[MUD-Dev] Playing catch-up with levels

Jeff jeff at monstersinmotion.com
Wed Apr 21 12:49:30 CEST 2004


From: "Amanda Walker" <amanda at alfar.com>

> The difficulties of translating/mutating the d20/D+D mechanics to
> a populous, diverse, unmoderated setting like an MMOG are fairly
> well known and, if I might be so bold, somewhat obvious... at
> least, to anyone who "wasted" excessive portions of their youth
> playing the game (like me :-) ).

I don't think they are well knows or obvious at all (to play devil's
advocate).

In the case of the referrers vs the newbie, the referrers pull the
newbie into the game at which point there is a momentary realization
of level mismatch. In most cases this realization happens BEFORE
indoctrinating the newbie to the MMORPG environment.

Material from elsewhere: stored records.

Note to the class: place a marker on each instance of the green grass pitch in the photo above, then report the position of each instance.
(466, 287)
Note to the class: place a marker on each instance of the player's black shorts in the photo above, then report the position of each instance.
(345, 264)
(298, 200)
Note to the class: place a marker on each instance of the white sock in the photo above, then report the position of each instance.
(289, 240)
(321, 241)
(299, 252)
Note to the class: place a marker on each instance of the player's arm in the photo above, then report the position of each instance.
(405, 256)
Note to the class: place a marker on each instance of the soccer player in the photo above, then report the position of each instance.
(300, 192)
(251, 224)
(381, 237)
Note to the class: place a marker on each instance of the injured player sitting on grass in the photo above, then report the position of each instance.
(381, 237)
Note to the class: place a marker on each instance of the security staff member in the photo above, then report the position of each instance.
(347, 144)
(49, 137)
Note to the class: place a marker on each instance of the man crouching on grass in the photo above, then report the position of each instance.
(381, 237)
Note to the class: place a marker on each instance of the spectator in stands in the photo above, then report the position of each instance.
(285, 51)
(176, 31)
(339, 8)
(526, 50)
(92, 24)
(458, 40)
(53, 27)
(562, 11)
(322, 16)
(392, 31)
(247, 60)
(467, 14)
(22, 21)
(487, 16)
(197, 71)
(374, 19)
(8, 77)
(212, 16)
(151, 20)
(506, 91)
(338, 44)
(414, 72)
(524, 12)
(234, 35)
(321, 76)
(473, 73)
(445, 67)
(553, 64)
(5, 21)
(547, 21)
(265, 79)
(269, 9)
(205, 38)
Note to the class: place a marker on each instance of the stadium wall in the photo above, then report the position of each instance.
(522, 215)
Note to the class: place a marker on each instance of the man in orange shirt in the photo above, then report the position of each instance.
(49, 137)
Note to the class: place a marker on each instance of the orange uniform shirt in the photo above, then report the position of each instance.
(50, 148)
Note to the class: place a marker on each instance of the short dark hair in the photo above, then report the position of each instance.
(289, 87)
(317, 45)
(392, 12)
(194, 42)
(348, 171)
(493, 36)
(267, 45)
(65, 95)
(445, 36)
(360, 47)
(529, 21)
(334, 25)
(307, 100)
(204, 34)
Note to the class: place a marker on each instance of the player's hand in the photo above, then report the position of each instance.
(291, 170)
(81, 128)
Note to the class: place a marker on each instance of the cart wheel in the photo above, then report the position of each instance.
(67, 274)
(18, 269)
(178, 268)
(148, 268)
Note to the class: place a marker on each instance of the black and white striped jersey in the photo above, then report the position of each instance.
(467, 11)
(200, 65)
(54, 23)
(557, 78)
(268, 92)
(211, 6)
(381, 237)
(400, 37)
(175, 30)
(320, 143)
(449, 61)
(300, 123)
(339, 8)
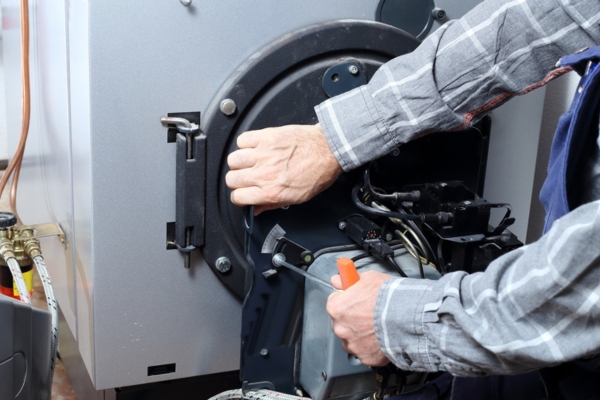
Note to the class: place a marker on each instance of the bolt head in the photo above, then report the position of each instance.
(438, 13)
(223, 264)
(227, 107)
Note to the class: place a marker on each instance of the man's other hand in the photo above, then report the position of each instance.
(352, 315)
(275, 167)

What happens when the newbie realizes it. Does the newbie quit?
Sometimes yes, mostly not. Now we need to talk about the psychology
of friends. As I have no degree and only a smattering of passed
psychology classes, I will do my best to articulate my observations
in my typical dictating-my-reality stream-of-thought
manner. Friendships are about relationships. You have ppl with
slave-master relationships and ppl with mutual respect
relationships. There are many relationship archetypes.  Let's take
me and my friend Cheese as an example.

I don't know Cheese too well, but I've met him at a Cybercafe off
and on for years. I've been to a party at his house and drank and
gotten high with him. We're friends and casually interact. Cheese is
a football player who's still in high school and has a CUTE
girlfriend. I'm a straight 28 year old programmer who is very well
paid and who weighs less than him (I skinny). He has much better aim
in Counter-Strike and I'm much smarter than him. This means I do
better on public servers and he does better in scrims. We both play
games almost every day and are socially balanced equals with
different lifestyles who talk about games from time to time. I
started Lineage 2 which I had been talking up since Shadowbane came
out (heh). I got into the closed beta and then started on the open
beta. He decided he wanted to play because he saw that I was really
having fun (not to plug L2, but to better explain). When he started
in the OB, I was level 15. The level difference was not insane but
there was a difference. I had played in the CB so I also had more
experience. When Cheese joined L2 we started a student-sensei
relationship, where I tell him what to hunt and where to go, what
armor to wear...because unlike in life, there are very efficient
methods you can identify with experience. This is social
roleplaying. This is why I think it's still an RPG.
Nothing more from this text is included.